その影響はもちろんゲーム業界にも及んでおり、3Dモデルで写実的に表現されたキャラクターが派手なアクションを繰り広げたり、滑らかなアニメーションでプレイヤーを引き込んだりと、様々なゲームでごく当たり前に用いられてきました。
しかし、表現への挑戦は未だ留まることを知りません。クオリティの高い3Dモデルを完成させるのは並ならぬ労力が必要ですし、アニメーションによる表現は滑らかに動かそうと思えば比例して枚数を増やさなければなりません。両者の特性を併せ持つCGアニメも、労力という点においては同様の悩みを抱えています。
2Dイラストが動く。しかも、これまでよりも手軽に。それはもう、魔法を超えて夢みたいな言葉なのかもしれません。しかしその夢に挑戦し、新たな表現を可能とする技術を生み出した方々がいました。
中城哲也氏らが提案した「Live2D」は、文字通り「イラストをそのまま動かす」という驚きの映像表現です。3Dモデルや何枚もの絵は必要なく、原画をパーツごとに分けた画像データがあれば、描かれたキャラクターに滑らかで自然な動きを加えることができます。
現在「Live2D」は様々な実績を積み上げており、ゲームだけでも様々なタイトルに導入されています。昨年だけでも『ファイアーエムブレムif』や『ルミナスアーク インフィニティ』、『クリミナルガールズ2』に『ネットハイ』など、人気シリーズの最新作やユニークな切り口で話題を集めたものばかり。もちろん、ビジュアル面も高い評価を受けており、個々タイトルの魅力を強力にサポートする役目を「Live2D」が果たしました。

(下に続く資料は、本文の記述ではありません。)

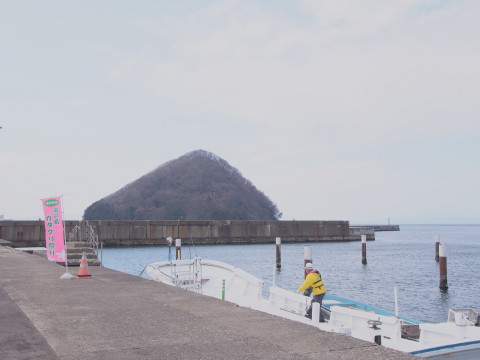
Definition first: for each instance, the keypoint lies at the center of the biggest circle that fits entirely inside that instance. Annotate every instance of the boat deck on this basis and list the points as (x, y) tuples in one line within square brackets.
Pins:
[(118, 316)]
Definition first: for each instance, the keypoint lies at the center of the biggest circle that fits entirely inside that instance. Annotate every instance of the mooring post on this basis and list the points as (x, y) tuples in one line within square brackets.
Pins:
[(278, 245), (178, 249), (307, 258), (364, 249), (442, 252)]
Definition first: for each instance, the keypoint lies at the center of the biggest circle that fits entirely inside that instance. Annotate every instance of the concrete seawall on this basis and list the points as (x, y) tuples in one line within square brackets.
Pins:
[(132, 233), (115, 316)]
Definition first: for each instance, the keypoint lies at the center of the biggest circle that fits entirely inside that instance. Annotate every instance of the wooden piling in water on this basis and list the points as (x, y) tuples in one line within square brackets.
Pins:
[(178, 249), (278, 244), (364, 249), (307, 258), (442, 252)]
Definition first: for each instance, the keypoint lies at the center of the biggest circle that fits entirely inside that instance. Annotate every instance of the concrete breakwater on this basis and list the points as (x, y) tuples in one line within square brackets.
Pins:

ですが「Live2D」が歩んできた道のりは、決して平坦ではありませんでした。「Live2D」にどのような想いを託し、そして今日まで如何なる歩みを積み上げてきたのか。
また、360度の立体表現に挑戦する「Live2D Euclid(ユークリッド)」など、「Live2D」が示す未来には何があるのか。その気になるポイントの数々を、中城氏率いる株式会社Live2Dの方々に伺ってきました。
──本日はよろしくお願いします。まずは、「Live2D」が生まれたきっかけから教えていただけるでしょうか。
中城氏(代表取締役 / 最高技術責任者):まずこの会社なんですが、「Live2D」のために創業した会社でして、もう10年くらいになりますね。「Live2D」のアイディア自体は、創業からさらに5年ほど遡ります。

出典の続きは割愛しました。